Other exciting developments, such as the prospect of using magnetization to extract iron from old piles of mining overburden, fall under the category of high tech salvage. Still others, like Excelsior Energy’s Mesabi Energy Project, are just boondoggles unlikely to ever be built for a host of reasons.

So, I’ll go a little further than the governor in saying that what we need is a renaissance on the Iron Range. We need to figure out a way to create an economy that grows parallel to the natural resources economy that has existed here in some form for 125 years. Now is the perfect time to fire up this effort because it would appear that there may be some new money moving through our economy. But we aren’t there yet. We need this Phoenix to not only rise from the ashes, but lay down high speed Internet lines into people’s houses, attract telecommuters and creativity, improve the quality of life in our communities, and — most of all — secure our public schools for a new generation of learners.

That, my friends, is the renaissance we need.

Comments

  1. Anonymous says

    I think you are very much on the right track, Aaron.

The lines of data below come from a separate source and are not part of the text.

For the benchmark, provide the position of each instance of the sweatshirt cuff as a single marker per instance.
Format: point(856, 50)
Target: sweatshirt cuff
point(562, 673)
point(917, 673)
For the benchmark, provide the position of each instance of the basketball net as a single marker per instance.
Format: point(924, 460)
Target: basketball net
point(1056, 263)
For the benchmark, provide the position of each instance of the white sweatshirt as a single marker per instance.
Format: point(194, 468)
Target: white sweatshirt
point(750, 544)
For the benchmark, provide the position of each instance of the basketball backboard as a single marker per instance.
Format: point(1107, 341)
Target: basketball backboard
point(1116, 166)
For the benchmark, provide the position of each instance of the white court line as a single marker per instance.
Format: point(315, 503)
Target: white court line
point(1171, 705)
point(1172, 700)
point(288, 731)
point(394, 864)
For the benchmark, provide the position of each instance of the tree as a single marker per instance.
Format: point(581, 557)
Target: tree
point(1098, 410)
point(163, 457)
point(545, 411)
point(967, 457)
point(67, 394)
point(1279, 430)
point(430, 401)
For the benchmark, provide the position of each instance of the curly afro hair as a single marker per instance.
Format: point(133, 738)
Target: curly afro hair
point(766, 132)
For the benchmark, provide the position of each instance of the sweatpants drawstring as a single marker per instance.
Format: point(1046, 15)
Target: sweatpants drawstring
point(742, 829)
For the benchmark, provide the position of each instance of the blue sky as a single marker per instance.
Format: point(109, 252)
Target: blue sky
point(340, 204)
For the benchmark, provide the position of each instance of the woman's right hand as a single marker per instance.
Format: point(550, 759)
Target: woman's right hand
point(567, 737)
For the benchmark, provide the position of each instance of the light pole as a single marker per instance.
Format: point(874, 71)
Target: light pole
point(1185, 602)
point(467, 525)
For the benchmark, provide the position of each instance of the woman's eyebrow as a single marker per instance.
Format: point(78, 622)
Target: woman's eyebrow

There will never be the renaissance of the Iron Range if we continue to focus on just the mining industry if for no other reason than there is less demand for labor to produce the same amount of iron. What is happening is at best considered a partial recovery in that we can only hope to recover some of the lost jobs of the past.

    In order to have a true renaissance, we need to focus more of our economic development efforts on things that benefit workers in more industries. The Italian renaissance was marked by a flourishing of the arts and knowledge. Perhaps this points the way for a true renaissance on the Range – focusing more economic development money on arts and education spending INTENDED TO KEEP PEOPLE HERE.

    A novel idea? Perhaps. But money spent to keep arts alive on the Range keeps people here, creating something new, and really benefits the main street economy. That would be such a cool development. I bet we could buy the average arts job a lot less expensively than we buy the average steel industry job. What do you think?